The Hinds County Penal Farm in Raymond, Michigan, has become a focal point of the reports concerning the Jackson Police Department, especially after Wade’s body was found there in August. Wade was killed on March 5 after he was struck by an off-duty Jackson Police Department officer while walking across Interstate 55. Making things worse, Wade’s mother said that she was not informed that her son had been killed until late August, a full five months after his death. 

As previously reported by BE, Moore was buried in the same field on the same day as Wade: July 14. Crump said that Moore’s family waited even longer than Wade’s family. They did not find out he had died until eight months had passed. The police said they tried to contact Moore’s brother, but the number they had didn’t work. However, several members of Moore’s family told the AP that they didn’t recall being contacted by the department. 
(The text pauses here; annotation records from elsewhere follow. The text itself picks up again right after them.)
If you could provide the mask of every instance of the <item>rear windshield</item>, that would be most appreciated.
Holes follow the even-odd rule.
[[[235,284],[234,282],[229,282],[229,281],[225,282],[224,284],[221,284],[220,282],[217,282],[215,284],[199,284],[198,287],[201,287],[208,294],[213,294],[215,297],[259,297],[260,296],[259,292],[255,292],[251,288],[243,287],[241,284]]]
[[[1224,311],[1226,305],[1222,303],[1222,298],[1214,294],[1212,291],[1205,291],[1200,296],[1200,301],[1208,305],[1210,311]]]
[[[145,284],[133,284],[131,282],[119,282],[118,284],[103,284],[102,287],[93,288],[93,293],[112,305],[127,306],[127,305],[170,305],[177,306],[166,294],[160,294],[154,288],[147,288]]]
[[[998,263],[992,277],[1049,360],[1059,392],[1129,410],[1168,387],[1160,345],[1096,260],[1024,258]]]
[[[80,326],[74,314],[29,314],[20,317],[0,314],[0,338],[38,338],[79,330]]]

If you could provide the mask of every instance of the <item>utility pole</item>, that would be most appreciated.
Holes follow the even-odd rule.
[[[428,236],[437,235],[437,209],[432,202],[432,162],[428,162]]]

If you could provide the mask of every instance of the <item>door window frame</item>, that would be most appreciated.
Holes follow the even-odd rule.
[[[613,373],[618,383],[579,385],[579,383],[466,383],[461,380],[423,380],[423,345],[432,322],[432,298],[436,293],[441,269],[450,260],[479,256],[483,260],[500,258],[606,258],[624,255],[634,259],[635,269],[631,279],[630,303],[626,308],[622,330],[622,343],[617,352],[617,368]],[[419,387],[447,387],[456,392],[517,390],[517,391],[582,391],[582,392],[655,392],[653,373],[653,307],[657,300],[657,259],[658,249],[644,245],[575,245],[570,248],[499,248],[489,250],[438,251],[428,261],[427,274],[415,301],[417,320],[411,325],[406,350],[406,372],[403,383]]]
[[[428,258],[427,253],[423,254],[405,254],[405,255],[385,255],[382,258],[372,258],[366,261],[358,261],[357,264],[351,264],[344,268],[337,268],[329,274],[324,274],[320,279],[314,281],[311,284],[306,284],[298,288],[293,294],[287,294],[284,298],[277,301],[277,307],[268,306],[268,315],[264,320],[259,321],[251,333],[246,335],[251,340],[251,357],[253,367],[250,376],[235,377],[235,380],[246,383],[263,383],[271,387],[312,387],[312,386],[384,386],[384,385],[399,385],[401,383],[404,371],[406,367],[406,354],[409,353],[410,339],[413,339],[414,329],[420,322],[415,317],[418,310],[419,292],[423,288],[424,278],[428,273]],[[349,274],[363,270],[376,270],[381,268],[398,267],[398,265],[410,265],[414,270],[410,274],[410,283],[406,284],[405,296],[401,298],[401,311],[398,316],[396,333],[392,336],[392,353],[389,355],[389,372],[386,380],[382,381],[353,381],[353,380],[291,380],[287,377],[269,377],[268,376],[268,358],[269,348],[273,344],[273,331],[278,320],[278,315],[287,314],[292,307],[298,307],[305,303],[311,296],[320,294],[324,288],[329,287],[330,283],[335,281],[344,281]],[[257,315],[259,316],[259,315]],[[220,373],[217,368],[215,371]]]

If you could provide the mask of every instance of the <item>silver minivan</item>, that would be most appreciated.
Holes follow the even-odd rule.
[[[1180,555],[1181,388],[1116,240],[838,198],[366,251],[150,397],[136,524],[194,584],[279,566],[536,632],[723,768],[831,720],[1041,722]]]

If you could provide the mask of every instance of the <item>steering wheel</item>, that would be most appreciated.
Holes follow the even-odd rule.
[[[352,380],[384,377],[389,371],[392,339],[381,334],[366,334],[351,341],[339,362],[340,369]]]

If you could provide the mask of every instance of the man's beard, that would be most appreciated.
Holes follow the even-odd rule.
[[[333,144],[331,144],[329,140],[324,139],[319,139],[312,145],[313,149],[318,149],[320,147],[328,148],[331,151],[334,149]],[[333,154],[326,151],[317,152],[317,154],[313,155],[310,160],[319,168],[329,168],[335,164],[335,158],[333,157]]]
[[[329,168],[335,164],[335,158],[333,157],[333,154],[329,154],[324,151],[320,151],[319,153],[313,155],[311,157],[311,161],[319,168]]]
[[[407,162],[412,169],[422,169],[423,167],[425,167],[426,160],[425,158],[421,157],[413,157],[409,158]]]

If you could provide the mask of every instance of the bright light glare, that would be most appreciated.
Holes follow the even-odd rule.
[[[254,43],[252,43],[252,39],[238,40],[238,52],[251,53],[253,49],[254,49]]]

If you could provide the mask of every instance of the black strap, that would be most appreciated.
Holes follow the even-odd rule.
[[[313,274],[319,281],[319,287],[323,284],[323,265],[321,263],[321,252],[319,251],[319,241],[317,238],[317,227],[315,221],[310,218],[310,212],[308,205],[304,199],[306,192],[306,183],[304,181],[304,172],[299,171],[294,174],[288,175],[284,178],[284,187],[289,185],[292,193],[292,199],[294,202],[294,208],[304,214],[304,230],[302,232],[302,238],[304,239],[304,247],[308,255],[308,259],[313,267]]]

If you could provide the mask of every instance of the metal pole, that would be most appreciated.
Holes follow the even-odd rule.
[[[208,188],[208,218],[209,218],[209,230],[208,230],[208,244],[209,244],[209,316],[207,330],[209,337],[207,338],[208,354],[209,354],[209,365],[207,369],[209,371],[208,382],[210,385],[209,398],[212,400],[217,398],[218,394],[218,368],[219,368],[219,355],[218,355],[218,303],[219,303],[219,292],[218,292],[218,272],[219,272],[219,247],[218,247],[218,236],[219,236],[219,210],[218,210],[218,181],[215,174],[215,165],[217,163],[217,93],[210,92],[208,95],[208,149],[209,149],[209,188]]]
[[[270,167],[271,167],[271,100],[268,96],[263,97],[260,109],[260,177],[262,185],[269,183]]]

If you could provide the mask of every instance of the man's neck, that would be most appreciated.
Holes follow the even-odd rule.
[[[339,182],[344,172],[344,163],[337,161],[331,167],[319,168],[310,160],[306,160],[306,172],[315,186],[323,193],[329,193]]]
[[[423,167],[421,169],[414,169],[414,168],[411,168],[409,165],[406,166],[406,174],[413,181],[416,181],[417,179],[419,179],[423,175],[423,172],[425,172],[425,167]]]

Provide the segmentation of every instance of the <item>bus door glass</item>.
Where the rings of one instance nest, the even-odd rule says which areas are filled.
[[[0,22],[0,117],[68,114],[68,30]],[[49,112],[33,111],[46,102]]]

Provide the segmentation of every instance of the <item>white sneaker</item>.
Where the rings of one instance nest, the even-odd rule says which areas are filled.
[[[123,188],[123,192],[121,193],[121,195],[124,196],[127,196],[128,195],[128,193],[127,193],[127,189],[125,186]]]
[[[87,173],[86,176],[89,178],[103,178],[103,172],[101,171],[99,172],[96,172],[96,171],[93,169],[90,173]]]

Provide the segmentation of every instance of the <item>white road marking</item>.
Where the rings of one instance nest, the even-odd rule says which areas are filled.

There have been calls for the federal government to investigate the burials, but Gretchen Hankins, Jonathan David Hankins’ mother, believes that the department simply didn’t care because they thought her son was a drug addict.

Hankins told NBC News, “I want people to know that somebody is not doing their job and making folks go through what I’ve been through,” Hankins continued, calling the department’s competence into question, “They can’t even do the job of notifying a dead person’s next of kin. They probably just thought, ‘Another drug addict, gone.’”

Jason Ware, an attorney representing the Rankin County Sheriff’s Department, told The Mississippi Free Press, “She [Hankins] came up [to the Rankin County Sheriff’s Office] and said, ‘My son’s been missing.’ We put out all this information to try to locate him,” Ware said. “We still had this individual listed as a missing person as of last week.”

Meanwhile, Jackson Police Chief Joseph Wade announced a new next-of-kin notification policy during a press conference on Nov. 13, saying at one point, “We have several policies that we have to revise, create, and change. You would think that we’d have a death notification policy, but we do not. But we will as of today.” 

According to The Mississippi Free Press, the policy gives direct responsibility to Jackson Police Department officers to contact the next-of-kin when a body is discovered.

This, of course, is no consolation to Hankins’ mother, who described her anguish over not knowing what happened to her son. “That’s ridiculous,” she said. “Going that dang long and not calling people that’s just inhumane. It’s wrong. It’s just wrong.”